On Thursday night, April 1st at 10:00, Primetime Thursdays, a Peter Jennings special on ABC News (channel 7), airs an hour long episode on the history of ecstasy use in America.

The producers seemed to show a genuine concern for giving an honest account of it’s uses and misuses over time, including the misinformation so prevalent about the drug’s effect.
They interviewed dozens of people for the piece, including Alexander Shulgin, the first chemist to report it’s effects, Frankie Bones, pioneer of the East Coast Rave scene, the Texas business man who sold it legally, the law enforcement agents involved in it’s criminalization, psychiatrists, psychologists, and accounts from people who have tried it.
Syd was one of many interviewed whose snippets are in the special. Should be an interesting show. More below.
ABC Press Release:
The rise of Ecstasy is a major event in drug history. If current trends continue, 1.8 million Americans will try Ecstasy for the first time in 2004; only marijuana will attract more new users. Overwhelming, positive word of mouth has made Ecstasy a nightmare for drug controllers.
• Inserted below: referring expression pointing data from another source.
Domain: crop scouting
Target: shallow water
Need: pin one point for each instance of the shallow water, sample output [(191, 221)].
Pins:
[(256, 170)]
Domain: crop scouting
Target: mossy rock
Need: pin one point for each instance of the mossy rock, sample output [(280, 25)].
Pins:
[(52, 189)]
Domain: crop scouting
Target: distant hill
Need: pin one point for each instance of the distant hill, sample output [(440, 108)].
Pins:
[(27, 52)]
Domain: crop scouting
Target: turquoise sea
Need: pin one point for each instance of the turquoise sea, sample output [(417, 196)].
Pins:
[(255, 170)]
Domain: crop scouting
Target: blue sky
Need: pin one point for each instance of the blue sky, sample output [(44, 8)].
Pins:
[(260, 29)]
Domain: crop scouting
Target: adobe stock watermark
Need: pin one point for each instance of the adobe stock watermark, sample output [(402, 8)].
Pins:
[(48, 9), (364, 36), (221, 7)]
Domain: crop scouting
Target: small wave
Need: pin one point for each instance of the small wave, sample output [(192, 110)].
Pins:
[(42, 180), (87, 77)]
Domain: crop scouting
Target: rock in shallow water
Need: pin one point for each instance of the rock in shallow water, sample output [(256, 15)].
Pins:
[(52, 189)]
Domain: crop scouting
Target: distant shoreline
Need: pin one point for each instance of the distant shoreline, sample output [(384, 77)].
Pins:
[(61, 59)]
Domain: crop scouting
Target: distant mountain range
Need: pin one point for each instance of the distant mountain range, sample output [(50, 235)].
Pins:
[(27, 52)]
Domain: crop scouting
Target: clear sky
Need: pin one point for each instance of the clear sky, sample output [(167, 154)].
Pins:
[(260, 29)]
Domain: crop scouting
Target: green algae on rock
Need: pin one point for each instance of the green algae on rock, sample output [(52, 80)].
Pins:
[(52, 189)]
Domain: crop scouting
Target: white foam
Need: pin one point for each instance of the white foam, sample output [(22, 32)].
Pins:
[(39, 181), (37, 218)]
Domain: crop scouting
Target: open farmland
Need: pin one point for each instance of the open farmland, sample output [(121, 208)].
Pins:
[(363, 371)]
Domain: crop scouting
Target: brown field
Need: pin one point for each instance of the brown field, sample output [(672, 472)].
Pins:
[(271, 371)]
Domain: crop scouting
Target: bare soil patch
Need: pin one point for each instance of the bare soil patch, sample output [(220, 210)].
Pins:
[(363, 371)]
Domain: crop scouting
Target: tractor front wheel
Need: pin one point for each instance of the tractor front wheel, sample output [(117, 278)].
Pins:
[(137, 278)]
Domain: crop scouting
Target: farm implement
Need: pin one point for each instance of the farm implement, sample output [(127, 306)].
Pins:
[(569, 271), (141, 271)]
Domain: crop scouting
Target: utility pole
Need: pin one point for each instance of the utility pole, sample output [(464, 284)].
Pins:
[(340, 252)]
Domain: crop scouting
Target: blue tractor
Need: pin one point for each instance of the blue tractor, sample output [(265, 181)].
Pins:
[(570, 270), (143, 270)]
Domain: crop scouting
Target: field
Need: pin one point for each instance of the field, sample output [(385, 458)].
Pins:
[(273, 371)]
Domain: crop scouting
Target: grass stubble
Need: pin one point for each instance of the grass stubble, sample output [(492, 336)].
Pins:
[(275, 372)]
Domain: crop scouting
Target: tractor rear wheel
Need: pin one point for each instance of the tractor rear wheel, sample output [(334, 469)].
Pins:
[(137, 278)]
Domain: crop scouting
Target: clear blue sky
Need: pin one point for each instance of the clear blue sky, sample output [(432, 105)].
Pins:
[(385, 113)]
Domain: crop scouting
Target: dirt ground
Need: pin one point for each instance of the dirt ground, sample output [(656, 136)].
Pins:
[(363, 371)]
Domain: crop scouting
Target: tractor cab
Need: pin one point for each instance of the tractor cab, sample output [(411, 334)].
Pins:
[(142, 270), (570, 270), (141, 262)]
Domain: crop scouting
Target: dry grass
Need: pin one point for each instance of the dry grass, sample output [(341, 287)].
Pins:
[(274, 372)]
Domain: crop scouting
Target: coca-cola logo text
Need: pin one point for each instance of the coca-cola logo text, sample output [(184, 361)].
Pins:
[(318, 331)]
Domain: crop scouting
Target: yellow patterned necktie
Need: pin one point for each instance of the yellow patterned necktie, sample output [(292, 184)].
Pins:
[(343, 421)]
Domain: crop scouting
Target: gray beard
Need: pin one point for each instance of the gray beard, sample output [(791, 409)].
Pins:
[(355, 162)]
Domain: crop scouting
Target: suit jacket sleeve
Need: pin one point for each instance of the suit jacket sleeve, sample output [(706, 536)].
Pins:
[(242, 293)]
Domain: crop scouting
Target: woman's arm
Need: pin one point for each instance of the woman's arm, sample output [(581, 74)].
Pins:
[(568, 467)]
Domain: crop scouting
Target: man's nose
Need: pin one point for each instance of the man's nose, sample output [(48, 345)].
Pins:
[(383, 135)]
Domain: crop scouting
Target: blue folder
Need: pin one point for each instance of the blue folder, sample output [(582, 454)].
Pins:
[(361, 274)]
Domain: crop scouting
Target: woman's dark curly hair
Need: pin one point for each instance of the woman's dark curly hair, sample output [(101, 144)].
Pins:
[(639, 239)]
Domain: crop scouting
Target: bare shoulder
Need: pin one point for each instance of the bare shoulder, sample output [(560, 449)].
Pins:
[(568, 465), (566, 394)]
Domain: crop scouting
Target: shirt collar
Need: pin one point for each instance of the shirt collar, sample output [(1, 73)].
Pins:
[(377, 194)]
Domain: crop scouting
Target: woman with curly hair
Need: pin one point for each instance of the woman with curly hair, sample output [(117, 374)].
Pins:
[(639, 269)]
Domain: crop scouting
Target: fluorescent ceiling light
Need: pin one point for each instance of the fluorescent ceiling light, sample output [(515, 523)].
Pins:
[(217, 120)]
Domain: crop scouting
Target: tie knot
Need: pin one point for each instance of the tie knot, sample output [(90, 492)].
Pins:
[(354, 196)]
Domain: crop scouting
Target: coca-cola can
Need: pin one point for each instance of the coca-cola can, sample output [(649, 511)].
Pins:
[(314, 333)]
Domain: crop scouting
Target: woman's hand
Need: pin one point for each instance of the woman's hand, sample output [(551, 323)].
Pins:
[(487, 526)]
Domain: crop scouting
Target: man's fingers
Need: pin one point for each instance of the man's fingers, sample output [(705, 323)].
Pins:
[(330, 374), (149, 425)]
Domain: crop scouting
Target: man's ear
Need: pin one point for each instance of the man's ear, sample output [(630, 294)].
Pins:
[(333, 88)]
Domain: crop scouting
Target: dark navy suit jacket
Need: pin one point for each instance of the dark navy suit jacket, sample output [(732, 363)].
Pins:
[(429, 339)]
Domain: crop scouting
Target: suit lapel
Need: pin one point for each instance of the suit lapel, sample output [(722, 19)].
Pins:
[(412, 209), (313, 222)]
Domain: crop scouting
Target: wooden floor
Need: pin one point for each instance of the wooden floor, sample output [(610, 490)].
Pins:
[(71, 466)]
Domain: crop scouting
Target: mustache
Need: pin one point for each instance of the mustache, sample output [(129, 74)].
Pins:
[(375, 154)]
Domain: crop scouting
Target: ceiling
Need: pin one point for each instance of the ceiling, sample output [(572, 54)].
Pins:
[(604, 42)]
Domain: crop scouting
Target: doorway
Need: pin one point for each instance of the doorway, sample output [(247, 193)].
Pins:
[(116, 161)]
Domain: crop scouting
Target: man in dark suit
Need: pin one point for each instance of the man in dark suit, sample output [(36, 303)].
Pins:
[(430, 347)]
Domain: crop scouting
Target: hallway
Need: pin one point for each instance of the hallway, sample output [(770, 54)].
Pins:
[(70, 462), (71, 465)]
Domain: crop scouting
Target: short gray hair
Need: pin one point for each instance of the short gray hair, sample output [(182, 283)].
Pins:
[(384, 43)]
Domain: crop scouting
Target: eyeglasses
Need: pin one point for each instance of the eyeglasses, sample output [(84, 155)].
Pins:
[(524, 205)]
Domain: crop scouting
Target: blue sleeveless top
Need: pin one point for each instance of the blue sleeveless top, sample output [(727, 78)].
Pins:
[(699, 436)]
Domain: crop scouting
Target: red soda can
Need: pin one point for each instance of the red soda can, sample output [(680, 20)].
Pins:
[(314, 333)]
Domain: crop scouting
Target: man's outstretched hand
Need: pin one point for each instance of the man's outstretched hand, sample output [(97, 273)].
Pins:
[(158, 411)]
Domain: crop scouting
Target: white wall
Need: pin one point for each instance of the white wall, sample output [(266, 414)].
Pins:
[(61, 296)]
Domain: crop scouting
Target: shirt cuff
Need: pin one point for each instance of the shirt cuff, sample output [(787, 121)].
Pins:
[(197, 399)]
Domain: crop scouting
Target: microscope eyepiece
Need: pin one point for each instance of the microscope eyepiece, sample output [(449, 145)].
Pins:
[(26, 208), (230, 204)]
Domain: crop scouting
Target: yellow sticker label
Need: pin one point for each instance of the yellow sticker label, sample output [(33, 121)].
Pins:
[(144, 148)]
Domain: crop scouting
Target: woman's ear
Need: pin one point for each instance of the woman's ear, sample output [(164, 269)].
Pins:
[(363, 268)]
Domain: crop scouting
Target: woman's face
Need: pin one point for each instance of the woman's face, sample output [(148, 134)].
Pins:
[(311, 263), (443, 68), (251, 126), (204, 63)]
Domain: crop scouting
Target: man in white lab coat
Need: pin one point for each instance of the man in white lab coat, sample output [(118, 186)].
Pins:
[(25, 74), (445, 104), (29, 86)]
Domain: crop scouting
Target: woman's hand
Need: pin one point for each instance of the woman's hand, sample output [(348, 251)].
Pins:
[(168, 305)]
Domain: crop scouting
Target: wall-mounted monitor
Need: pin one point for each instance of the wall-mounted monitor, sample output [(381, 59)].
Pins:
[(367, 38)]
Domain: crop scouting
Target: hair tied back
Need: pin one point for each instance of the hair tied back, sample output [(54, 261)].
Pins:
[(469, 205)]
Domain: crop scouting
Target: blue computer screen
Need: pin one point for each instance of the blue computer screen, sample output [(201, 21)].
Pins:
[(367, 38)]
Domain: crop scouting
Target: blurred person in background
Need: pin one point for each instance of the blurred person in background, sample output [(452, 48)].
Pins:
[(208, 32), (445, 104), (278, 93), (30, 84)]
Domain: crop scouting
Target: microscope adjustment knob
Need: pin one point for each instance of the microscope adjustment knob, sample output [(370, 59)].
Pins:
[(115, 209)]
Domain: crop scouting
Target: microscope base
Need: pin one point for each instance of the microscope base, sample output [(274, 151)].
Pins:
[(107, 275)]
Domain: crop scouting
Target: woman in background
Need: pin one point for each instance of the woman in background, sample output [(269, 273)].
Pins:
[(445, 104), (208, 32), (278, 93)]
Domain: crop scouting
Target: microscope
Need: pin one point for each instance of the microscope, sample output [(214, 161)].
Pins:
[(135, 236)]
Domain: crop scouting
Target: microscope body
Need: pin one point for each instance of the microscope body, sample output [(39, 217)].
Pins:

On a special edition of Primetime Thursday, Peter Jennings tells the epic story of Ecstasy that has never been heard. Peter Jennings Reporting: Ecstasy Rising airs THURSDAY, APRIL 1st at 10pm EST on the ABC Television Network.
In the 1990s, Ecstasy seemed to come out of nowhere to join marijuana, cocaine and heroin as one of the four most widely used illegal drugs in the country. No other drug has ever spread so fast.
To halt its spread, the U.S. Government has spent millions of dollars making a dramatic case against Ecstasy as a dangerous drug. The headline of this campaign has been that Ecstasy causes massive brain damage. But this is a claim based on flawed science, and many Ecstasy users now feel their government has no credibility.
What do we know about the real risks of Ecstasy? Has the government been its own worst enemy in the fight to stop the drug’s use?
Peter Jennings Reporting: Ecstasy Rising takes viewers through the seminal events in this story and introduces all the major players — from Alexander Shulgin, the famous chemist who was the first person to report the effects of Ecstasy, to Michael Clegg, the Dallas businessman who gave Ecstasy its name and turned it into a recreational drug, to the drug enforcement officer who led the fight to make Ecstasy illegal, to the DJ who brought Rave to America. This special tells the definitive story of how an obscure compound, discovered in 1912 and all but forgotten for over 60 years, became the drug of choice for a generation.